La fillette ne répondit pas, elle trouvait sa mère dure et distante en ce moment, mais elle ne lui en voulait pas, elle savait, tout n'était pas rose pour elle. Fiona se baissa, ramassa rapidement l’objet et le fourra dans son petit sac à dos, sa mère ne s'était pas retournée et ne l'avait donc pas vue.

Fiona connaissait chaque parcelle de ce petit bout de terre, elle l'arpentait avec curiosité depuis un mois déjà; chaque recoin était une cachette, chaque promontoire, un mirador où elle aimait se dissimuler, se percher pour observer les oiseaux, les animaux marins qui déambulaient sur le sable fin.

La silhouette de sa mère était son point de repère, ce matin-là. Elle aimait la voir courir, les cheveux dans le vent et réalisa que c'était un des rares moments où son visage semblait serein . Elle le pressentait, cela ne servirait à rien de la questionner, au mieux elle niera, au pire elle grognera. Voilà sa mère était une ourse en ce moment. Qu'à cela ne tienne, il lui faudrait lui trouver un ours, ça lui irait bien un ours, peut être verra-t-elle alors, revenir, un vrai sourire sur ce visage trop sérieux.

Mais elle était bien trop jeune pour s'inquiéter du monde des adultes, elle avait bien trop de soucis et de problèmes à régler elle-même. Elle n'aimait pas sa nouvelle école, cette maitresse bien trop sévère qui lui criait toujours dessus. Et les filles de sa classe, toutes des chipies, il n'y avait qu'avec les garçons que le courant passait plutôt bien; c'est simple à vivre un petit gars :

  • Tu joues au foot !
  • Ouais !
  • Tu viens courir !
  • Ouais !
  • Tu aimes bien jouer avec une fille ?
  • On joue au foot et on court, et pis c'est tout !

Le problème, avec la maitresse c'était qu'elle la questionnait tout le temps :

Fiona, a la place de courir sur la plage et observer les goélands tu devrais réviser tes leçons, as tu déjà ouvert ton livre de lecture au moins ?

Ce n'était pas sa faute, le a et le u donnaient le o, le I et l’y grec n'étaient pas à côté dans l'alphabet, alors que le V et le W l'étaient, elle confondait consonne et voyelle. Le S à la fin ne se prononçait jamais alors que le E toujours. Elle avait essayé d'en parler, mais on y avait répondu

  • Fiona, Fiona, si tu ouvrais ton livre magique que je vous ai donné, tu le saurais.

Elle avait été punie ce jour-là, car elle lui avait tiré la langue pour se défendre...

En se souvenant de cela de petites perles lui venaient au coin des yeux, elle marcha vite et attrapa la main de sa mère. Les battements de son coeur c'étaient accélérés quand elle sentit la caresse du pouce de Morgane sur sa paume, contact éphémère apprécié par Fiona qui n'en attendait pas tant tu cette simple caresse venait de l'emporter dans un univers de douceur. Main dans la main elles avançaient en silence radieux par cette douce matinée de printemps.
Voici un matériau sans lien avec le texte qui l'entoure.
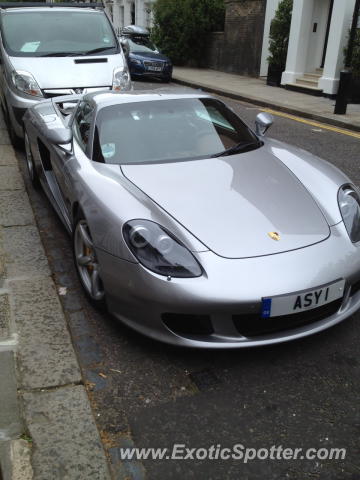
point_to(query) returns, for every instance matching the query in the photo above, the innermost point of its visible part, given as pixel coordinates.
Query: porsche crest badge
(274, 235)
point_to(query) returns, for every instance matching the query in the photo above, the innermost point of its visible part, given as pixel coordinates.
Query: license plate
(302, 301)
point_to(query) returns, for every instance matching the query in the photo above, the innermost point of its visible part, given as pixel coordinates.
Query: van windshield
(141, 45)
(57, 33)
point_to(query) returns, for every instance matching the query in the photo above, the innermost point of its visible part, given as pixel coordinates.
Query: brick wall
(238, 48)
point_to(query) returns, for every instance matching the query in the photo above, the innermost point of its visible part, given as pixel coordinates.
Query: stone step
(312, 76)
(296, 87)
(307, 82)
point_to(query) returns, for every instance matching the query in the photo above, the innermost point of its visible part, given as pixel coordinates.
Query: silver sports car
(190, 227)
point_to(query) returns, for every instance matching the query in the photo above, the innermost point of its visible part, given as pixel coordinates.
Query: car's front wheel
(87, 264)
(30, 162)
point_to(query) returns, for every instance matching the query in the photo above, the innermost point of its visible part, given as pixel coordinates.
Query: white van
(55, 49)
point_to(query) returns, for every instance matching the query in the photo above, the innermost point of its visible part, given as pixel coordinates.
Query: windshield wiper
(61, 54)
(78, 54)
(98, 50)
(240, 147)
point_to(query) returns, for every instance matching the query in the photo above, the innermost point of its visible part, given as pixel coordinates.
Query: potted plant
(279, 40)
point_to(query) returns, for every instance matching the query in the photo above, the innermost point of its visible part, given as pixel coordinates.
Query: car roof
(107, 98)
(51, 9)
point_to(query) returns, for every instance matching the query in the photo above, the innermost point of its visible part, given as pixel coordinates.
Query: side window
(82, 123)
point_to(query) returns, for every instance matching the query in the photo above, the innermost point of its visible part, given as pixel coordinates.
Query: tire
(86, 264)
(30, 163)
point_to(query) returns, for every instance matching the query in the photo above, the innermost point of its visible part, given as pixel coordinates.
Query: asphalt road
(303, 394)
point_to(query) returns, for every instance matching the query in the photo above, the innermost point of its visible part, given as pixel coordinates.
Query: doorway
(319, 34)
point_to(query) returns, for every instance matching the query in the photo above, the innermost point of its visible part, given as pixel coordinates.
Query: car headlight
(135, 61)
(349, 204)
(159, 251)
(121, 79)
(26, 83)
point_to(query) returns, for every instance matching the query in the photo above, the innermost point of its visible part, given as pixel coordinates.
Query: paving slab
(15, 208)
(24, 252)
(46, 356)
(64, 450)
(4, 317)
(10, 178)
(10, 422)
(7, 155)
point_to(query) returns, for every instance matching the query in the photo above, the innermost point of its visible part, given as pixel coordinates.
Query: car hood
(233, 204)
(63, 72)
(152, 56)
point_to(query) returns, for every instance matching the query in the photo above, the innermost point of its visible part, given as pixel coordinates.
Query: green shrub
(181, 27)
(279, 34)
(355, 61)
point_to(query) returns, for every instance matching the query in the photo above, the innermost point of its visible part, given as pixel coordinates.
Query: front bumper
(229, 294)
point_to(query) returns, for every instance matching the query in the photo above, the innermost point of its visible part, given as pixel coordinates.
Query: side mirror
(58, 136)
(263, 122)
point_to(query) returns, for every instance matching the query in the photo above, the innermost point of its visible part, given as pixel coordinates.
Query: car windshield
(169, 130)
(53, 32)
(141, 45)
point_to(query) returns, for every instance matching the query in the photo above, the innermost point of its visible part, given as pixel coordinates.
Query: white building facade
(318, 35)
(129, 12)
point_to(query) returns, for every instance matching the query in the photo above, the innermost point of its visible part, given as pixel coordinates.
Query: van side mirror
(58, 136)
(263, 122)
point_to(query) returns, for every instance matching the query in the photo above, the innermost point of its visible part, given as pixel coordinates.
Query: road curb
(266, 104)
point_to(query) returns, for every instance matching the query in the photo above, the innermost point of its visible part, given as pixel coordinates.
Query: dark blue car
(144, 59)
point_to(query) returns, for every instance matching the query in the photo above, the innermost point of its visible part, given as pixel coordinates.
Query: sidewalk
(255, 90)
(47, 429)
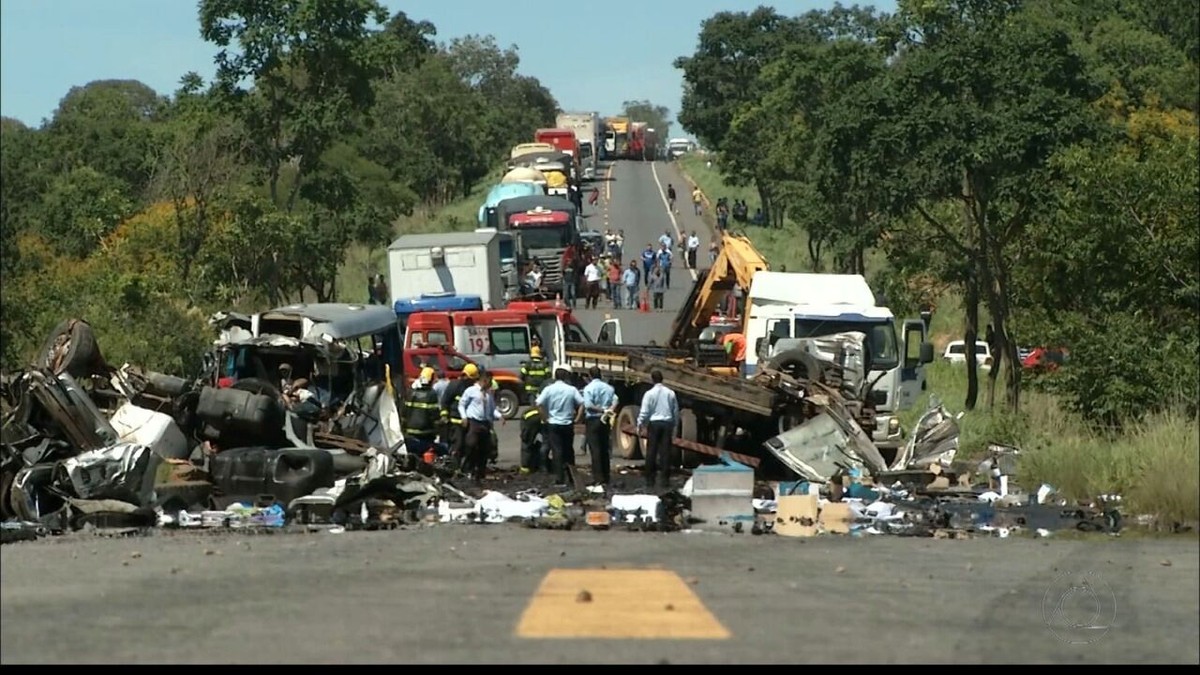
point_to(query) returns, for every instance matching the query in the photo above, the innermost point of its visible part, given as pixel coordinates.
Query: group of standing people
(547, 432)
(462, 413)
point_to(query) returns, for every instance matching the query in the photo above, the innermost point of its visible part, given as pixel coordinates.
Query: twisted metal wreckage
(89, 444)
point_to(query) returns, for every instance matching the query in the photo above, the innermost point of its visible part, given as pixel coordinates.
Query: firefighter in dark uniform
(454, 430)
(534, 372)
(532, 441)
(421, 414)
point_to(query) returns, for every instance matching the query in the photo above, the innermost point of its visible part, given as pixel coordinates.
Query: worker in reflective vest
(420, 414)
(534, 372)
(453, 429)
(532, 446)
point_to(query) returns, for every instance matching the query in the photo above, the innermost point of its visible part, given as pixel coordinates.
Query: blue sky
(615, 49)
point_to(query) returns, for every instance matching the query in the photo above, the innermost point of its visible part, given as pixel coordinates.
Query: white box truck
(448, 263)
(587, 131)
(826, 310)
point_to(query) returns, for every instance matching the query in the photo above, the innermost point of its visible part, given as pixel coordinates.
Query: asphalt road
(631, 199)
(469, 593)
(503, 593)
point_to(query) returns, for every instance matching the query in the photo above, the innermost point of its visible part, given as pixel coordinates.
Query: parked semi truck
(544, 227)
(562, 139)
(643, 142)
(587, 133)
(724, 410)
(447, 264)
(616, 138)
(791, 315)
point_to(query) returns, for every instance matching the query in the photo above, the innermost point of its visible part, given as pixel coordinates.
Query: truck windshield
(544, 237)
(881, 336)
(508, 249)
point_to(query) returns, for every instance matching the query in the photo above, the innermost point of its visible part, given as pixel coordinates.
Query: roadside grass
(361, 262)
(1153, 465)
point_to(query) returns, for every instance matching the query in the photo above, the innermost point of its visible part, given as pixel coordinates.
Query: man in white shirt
(592, 275)
(562, 406)
(666, 240)
(658, 417)
(478, 412)
(693, 249)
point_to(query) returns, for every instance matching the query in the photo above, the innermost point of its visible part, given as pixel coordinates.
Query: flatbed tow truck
(721, 412)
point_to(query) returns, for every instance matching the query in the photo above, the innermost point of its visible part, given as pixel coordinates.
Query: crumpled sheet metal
(934, 440)
(827, 443)
(118, 472)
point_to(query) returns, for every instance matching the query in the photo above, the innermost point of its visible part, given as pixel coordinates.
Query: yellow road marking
(648, 604)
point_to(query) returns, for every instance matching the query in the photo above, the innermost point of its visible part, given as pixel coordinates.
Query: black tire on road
(79, 356)
(798, 364)
(628, 446)
(508, 402)
(258, 386)
(689, 430)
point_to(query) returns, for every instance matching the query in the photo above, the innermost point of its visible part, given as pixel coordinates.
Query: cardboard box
(797, 515)
(837, 518)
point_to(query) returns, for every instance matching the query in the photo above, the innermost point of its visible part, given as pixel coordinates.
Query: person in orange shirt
(736, 347)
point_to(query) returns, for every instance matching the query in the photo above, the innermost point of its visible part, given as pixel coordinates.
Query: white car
(957, 352)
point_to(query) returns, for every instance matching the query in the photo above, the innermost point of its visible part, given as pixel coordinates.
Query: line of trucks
(816, 344)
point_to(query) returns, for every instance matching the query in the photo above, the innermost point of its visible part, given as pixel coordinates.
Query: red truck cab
(563, 139)
(450, 362)
(501, 339)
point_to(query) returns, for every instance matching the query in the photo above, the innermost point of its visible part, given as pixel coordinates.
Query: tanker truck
(587, 132)
(616, 138)
(643, 142)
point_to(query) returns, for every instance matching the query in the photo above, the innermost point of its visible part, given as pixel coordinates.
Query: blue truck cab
(435, 303)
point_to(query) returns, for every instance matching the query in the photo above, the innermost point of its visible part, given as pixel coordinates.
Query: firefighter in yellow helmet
(420, 414)
(534, 372)
(451, 422)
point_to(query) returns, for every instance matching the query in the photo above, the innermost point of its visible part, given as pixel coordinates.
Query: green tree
(655, 117)
(985, 96)
(81, 208)
(199, 160)
(1113, 273)
(510, 107)
(311, 64)
(720, 77)
(107, 125)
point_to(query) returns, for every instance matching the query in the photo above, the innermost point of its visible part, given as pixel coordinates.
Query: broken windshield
(881, 336)
(553, 237)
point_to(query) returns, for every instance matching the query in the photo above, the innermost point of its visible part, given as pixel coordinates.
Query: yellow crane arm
(735, 266)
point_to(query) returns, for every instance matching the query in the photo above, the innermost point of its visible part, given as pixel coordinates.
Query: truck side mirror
(927, 352)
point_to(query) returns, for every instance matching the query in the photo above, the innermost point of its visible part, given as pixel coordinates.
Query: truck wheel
(799, 364)
(689, 430)
(508, 402)
(791, 418)
(628, 446)
(72, 348)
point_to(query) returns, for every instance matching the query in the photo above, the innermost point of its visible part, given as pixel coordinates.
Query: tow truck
(721, 411)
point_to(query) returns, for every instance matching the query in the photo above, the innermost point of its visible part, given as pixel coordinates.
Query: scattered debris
(120, 449)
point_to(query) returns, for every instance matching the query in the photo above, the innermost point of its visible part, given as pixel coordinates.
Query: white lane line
(675, 223)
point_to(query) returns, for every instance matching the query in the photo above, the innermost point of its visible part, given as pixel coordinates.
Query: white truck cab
(785, 309)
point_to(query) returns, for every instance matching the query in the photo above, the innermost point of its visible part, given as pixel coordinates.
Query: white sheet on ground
(648, 506)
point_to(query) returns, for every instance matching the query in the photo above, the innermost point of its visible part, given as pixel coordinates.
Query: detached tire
(689, 430)
(799, 364)
(628, 446)
(71, 348)
(258, 386)
(508, 402)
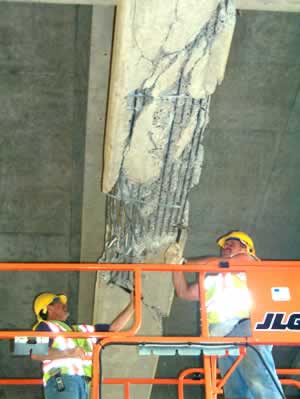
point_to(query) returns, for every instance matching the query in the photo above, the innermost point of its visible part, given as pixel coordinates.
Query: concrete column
(168, 58)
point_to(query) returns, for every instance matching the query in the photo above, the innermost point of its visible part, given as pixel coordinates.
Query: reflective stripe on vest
(70, 366)
(227, 297)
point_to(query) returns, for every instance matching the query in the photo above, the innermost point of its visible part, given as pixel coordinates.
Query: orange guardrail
(273, 321)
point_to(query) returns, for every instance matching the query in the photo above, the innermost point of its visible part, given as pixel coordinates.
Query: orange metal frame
(261, 278)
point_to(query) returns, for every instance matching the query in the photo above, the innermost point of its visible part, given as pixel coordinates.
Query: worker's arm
(189, 292)
(54, 354)
(122, 319)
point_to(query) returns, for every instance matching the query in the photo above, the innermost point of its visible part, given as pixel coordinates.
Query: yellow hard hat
(238, 235)
(42, 301)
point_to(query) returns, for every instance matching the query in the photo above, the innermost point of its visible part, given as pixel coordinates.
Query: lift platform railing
(275, 319)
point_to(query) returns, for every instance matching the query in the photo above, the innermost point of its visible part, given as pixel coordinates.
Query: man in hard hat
(228, 305)
(67, 368)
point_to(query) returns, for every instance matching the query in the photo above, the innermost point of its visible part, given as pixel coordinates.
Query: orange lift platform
(274, 318)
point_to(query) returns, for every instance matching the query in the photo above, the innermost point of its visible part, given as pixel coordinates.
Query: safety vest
(69, 366)
(227, 297)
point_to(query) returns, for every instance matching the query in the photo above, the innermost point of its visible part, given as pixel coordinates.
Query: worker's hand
(173, 255)
(76, 352)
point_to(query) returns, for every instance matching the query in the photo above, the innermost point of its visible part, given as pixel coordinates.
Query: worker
(67, 368)
(228, 305)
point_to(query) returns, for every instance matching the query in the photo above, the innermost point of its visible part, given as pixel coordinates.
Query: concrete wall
(44, 56)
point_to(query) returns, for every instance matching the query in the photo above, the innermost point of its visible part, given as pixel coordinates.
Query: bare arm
(54, 354)
(121, 320)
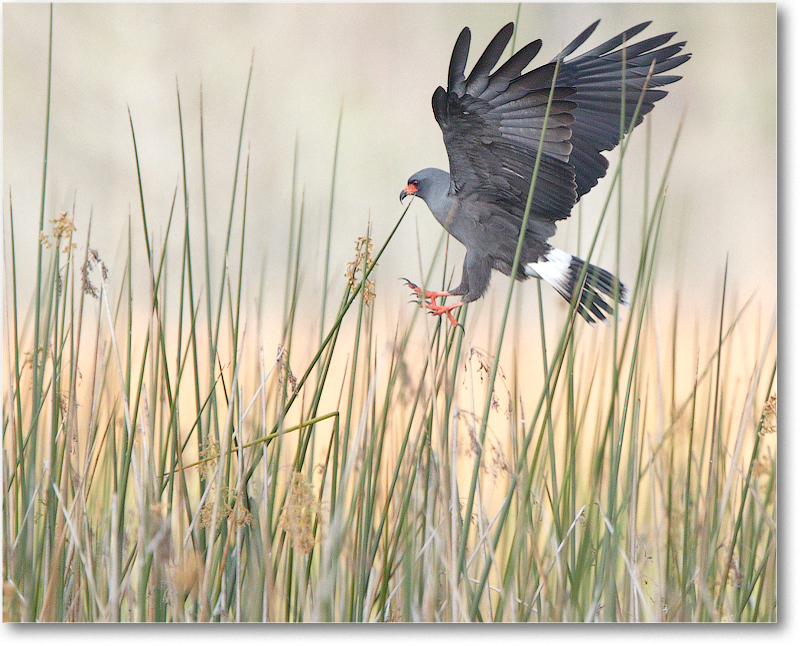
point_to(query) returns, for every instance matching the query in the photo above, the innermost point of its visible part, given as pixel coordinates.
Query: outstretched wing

Une fois seule dans sa chambre,Fiona jeta son sac sur son lit au lieu de le poser, oubliant la bouteille qui aurait pu se briser. Elle jura.

  • Quel est ce Bruit, putain !

Dans la pièce d'à côté, sa mère avait entendu et la gourmandait déjà

  • Fiona quel vilain mot j’ai entendu ! que fais-tu ?

Surtout éviter à tout prix que sa mère entre dans la pièce avant qu'elle n'ait pu mettre en lieu sûr son nouveau trésor. Ouf, le verre ne s'était pas brisé !

Sa mère réitéra la question

  • Fiona, quelle était l'origine de ce juron si tu fais encore des bêtises ?
  • Non maman, j'ai failli tomber, mentit-elle, tout va bien, je m'excuse, j'aurais dû dire Cornebidouille de cornebidouille comme une petite sorcière que je suis !

Ouf, elle l'avait échappé belle, elle entendait maintenant le téléphone sonner, ce devait être sa mamie, elle téléphonait tous les jours, sa mère en aurait pour au moins vingt minutes, ensuite, elle lui passera l'appareil. Elle ne savait jamais que dire à cette vieille personne qui lui faisait un peu peur, mais elle devait la respecter, car elle était malade et fragile, du moins c'était sa mère qui le disait.

Elle sortit avec précaution le flacon de son sac, l'observa, il devait y avoir le plan d'un trésor à l'intérieur. Délicatement elle retira le petit bouchon en liège et attrapa avec ses petits doigts fins le parchemin roulé à l'intérieur

Horreur ! Pas de plan, mais, a la place , une lettre indéchiffrable ! sauf si...le livre magique de la maitresse, il fallait qu'elle se dépêche, le ton de la voix au téléphone avait changé, bientôt sa mère l'appellerait. Justement, tiens voilà !

  • Fiona, tu viens, ta mamie est au téléphone...

Vite, elle enroula la lettre rapidement, en faisant bien attention, son séjour dans l'eau de mer l'avait rendu friable. Elle emporta aussi le livre magique, ouvrit précautionneusement la fenêtre et s'enfuie par le jardin, non elle n'avait aucune envie de parler à même dragon, qui allait encore lui demander si elle savait enfin lire.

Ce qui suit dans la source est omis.